Alberta and Secession

 Careful What You Wish For

   I generally try to avoid "BREAKING NEWS", about which there is too much, and most of it is bad. The topic for today is at least not about the bad news which is always breaking south of here.
  The issue for this post relates to one of the consequences for Albertans, if they choose to become tourists and, when visiting Canada, happen to get sick.
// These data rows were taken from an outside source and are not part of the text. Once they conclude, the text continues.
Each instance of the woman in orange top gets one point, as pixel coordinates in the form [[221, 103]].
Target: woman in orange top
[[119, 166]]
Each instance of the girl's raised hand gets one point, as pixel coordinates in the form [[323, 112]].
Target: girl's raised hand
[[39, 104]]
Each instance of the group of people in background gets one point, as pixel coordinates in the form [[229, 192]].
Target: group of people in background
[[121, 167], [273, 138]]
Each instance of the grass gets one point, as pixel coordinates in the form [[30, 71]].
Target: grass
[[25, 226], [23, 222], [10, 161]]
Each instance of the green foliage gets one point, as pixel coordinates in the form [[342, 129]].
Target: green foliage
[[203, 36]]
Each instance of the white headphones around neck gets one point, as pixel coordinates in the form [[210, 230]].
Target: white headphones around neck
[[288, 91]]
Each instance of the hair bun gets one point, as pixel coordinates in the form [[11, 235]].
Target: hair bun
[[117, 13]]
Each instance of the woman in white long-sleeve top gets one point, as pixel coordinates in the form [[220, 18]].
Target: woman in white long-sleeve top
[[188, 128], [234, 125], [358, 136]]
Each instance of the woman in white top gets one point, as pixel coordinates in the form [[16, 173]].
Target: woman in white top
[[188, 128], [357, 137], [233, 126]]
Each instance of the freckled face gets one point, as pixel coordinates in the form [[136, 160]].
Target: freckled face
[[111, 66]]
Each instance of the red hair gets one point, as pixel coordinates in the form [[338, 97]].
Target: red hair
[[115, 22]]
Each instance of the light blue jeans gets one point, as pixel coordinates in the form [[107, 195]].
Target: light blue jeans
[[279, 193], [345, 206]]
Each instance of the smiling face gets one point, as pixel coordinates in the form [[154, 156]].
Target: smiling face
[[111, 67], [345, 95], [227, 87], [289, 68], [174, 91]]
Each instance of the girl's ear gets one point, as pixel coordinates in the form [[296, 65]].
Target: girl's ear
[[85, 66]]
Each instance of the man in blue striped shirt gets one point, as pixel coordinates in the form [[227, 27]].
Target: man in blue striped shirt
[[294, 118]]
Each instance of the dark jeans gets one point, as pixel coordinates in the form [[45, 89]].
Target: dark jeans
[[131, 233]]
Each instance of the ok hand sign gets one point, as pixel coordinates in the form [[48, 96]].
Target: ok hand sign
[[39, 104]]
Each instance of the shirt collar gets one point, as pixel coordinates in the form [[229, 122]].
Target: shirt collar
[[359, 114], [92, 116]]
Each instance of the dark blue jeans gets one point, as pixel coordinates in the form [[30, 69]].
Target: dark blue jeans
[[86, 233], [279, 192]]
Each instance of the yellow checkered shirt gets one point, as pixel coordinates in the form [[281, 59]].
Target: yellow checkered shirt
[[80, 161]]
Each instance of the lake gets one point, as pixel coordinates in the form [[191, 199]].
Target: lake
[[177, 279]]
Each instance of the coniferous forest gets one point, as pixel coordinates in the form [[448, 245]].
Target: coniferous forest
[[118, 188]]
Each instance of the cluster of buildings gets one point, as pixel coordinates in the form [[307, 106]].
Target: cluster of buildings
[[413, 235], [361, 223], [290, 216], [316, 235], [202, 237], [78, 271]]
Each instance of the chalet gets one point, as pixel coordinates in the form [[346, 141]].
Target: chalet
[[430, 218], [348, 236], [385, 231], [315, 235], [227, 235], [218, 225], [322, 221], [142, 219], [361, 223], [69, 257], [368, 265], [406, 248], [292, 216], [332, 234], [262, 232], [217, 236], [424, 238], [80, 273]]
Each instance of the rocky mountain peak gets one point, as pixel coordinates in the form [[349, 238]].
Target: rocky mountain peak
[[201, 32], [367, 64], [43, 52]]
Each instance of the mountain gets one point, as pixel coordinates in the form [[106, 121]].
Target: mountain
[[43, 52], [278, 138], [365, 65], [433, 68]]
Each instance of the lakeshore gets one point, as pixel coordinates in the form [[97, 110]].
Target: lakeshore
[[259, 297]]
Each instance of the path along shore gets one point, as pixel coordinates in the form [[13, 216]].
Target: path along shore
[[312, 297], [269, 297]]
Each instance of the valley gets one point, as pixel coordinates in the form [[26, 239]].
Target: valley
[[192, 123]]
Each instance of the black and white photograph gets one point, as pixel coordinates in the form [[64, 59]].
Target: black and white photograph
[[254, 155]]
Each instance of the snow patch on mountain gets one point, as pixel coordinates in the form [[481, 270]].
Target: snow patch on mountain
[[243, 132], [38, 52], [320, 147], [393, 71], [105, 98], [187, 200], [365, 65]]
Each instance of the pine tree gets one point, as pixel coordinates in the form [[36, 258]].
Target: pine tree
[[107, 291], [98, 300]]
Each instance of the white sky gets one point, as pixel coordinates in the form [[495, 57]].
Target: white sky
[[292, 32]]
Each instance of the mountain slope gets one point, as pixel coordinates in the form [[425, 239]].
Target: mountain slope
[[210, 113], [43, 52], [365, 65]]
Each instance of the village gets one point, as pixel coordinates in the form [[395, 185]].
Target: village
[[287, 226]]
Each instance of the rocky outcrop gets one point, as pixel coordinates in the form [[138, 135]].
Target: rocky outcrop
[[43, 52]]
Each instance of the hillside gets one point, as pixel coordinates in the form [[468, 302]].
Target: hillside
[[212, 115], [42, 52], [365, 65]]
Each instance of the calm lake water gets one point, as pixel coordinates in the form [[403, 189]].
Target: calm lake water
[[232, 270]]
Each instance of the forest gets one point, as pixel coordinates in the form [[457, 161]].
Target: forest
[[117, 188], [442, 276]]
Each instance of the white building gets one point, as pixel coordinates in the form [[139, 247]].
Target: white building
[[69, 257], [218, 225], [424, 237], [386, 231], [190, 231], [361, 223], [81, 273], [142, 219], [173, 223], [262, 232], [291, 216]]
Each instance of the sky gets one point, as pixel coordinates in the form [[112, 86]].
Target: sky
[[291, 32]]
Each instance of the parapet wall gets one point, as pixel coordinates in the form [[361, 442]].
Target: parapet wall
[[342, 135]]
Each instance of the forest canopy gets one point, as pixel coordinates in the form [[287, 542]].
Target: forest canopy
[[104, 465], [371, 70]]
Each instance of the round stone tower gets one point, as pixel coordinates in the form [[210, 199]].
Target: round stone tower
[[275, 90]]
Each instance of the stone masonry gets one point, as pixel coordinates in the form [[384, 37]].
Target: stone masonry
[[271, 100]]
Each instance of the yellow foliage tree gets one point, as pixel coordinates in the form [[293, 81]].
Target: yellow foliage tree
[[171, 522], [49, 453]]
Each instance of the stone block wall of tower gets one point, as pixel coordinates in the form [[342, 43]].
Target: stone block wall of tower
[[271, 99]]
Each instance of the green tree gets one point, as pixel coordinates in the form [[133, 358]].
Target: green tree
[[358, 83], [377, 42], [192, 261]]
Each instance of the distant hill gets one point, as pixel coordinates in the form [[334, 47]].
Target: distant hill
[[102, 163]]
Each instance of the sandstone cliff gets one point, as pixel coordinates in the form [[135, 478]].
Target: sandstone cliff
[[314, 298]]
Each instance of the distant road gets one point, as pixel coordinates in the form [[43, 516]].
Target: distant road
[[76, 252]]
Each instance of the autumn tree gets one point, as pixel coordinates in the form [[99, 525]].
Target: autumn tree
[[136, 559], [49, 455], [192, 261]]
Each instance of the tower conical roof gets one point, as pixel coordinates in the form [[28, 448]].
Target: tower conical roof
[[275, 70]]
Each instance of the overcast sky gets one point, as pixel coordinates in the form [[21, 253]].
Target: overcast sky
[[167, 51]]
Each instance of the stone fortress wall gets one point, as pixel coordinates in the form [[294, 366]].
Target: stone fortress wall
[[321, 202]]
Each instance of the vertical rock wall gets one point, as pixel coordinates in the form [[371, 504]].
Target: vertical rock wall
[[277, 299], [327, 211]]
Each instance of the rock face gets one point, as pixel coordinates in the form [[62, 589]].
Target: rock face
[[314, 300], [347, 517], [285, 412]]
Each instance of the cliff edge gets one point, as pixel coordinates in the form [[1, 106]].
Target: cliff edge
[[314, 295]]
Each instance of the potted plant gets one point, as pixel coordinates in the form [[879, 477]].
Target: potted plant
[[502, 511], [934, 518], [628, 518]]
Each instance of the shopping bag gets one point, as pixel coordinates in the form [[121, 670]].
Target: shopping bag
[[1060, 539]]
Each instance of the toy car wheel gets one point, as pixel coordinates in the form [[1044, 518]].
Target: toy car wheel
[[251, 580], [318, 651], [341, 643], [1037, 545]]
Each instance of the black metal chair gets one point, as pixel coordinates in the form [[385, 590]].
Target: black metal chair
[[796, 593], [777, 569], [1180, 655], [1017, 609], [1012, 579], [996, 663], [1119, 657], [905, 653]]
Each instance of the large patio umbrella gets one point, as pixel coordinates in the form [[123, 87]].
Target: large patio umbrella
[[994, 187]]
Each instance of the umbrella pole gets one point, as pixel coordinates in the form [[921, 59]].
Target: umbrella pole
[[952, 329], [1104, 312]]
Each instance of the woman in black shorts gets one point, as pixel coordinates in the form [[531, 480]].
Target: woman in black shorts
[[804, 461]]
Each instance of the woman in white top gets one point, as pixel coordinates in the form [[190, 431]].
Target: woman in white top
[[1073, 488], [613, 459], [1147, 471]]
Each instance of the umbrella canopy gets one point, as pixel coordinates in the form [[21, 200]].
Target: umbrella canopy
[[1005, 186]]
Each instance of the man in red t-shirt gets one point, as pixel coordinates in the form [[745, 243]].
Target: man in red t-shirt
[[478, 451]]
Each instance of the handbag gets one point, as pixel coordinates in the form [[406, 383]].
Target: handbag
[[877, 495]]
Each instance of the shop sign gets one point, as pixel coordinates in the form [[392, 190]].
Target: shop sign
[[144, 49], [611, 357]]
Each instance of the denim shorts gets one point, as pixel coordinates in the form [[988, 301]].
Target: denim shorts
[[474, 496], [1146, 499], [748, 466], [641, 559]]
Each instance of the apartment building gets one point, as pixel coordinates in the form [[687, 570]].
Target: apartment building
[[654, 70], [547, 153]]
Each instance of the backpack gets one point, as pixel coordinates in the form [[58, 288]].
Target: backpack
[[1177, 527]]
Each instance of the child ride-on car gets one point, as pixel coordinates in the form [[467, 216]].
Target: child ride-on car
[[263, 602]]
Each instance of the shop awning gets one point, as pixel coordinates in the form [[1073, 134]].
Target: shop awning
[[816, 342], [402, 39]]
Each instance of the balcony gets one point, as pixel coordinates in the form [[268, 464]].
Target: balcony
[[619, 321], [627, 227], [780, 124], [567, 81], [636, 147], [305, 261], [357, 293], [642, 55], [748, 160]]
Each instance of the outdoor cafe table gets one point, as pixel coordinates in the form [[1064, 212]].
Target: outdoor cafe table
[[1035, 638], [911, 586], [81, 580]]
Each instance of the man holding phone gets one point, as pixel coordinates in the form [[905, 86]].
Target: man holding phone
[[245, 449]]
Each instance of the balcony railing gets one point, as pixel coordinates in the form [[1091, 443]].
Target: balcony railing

Health care costs for Canadians travelling in Canada are generally covered and having a heart attack in Vancouver will cost much less for them than one experienced in Orlando. Thinking about that is enough to give you one.
  Although there are reasons to complain about "long waits" for procedures such as knee replacements, there are also reasons to feel grateful when we are asked for our health card rather than our cash, lots of it.

Health Care Costs
   We rarely think about them unless we are leaving Canada and wondering about how much travel insurance we need to purchase. Recently some dollar figures were attached to typical health care costs, along with the suggestion that Albertans might want to consider them. The retired doctor who provided them will probably not mind that I share them since he has published them in a few different articles which will be sourced below. 
   This article is from the Vancouver Sun, June 5, 2026:

"Independence From Canada Means a loss of Portable Health Benefits; Getting Sick While Visiting Home After Separation Would Prove Very Costly, Writes Dr. Charles S. Shaver."
    "Citizens of an independent province would no longer be under the Canada Health Act. 
   They would be by definition "non-residents of Canada" when seeking urgent hospital or medical/surgical care in a Canadian province..."

   Consider the following examples of rates set by health ministries for non-residents of Canada: St. Paul's Hospital in Vancouver charges $1,355 for an emergency department visit, $4,690 daily for a standard room and $13,110 for an ICU bed. Vancouver General has a rate of $18,105 daily for the ICU.
   An urgent care visit at Victoria Hospital in Winnipeg is $1,452; a stay in a standard four bed room costs $3,066 per day.
   At Sunnybrook Hospital in Toronto, a standard room is $4,100 to $4,400 and an ICU bed is $6,400 to $6,600 per day.
   The Ottawa Hospital charges $1,249 for an emergency visit. A standard room is $4,323; an ICU bed is $9,594 daily. The Queensway-Carleton Hospital, also in Ottawa, bills $1,242 for an emergency or outpatient clinic visit, $4,005 for a standard room and $15,642 for the ICU...."
   After pointing out how difficult to get, and costly travel health insurance is, Dr. Shaver indicates that those from Alberta who need visit to a doctor in the province next door should note that:
   "B.C. physicians frequently charge foreigners 11/2 to two times the B.C. Medical Services Plan rates. Alberta doctors often charge foreigners two to five times the provincial schedule of benefits fee. MDs in other provinces do much the same."

    As I mentioned, variations of this article are found in some other papers and there may be one nearer to you that does not have a paywall. For example:

"Opinion: Provincial Independence and the Loss of Portable Health Benefits," Dr. Charles Shaver, Saskatoon Star Phoenix, June 6, 2026.
  "Separatists Risk the Loss of Portable Health Benefits," Dr. Charles Shaver, Hamilton Spectator, June 6, 2026

The Bonus:
 
Curious about Dr. Shaver, I searched for more and found this piece which does not appear to be behind a paywall. It is an interesting one and he earlier provided some figures for the Quebec separatists to consider: "Dr. Charles Shaver: My Journey From U.S. Race Riots to a Fraught Quebec Referendum," The Chronicle Herald, June 9, 2020.

  The picture is from the Saskatoon Star Phoenix. It is of Tommy Douglas who was campaigning here in London in 1965. "In October 1966, Tommy Douglas defined portability of health benefits across Canada as one of four major principles. These were enshrined in the Canada Health Act of 1984."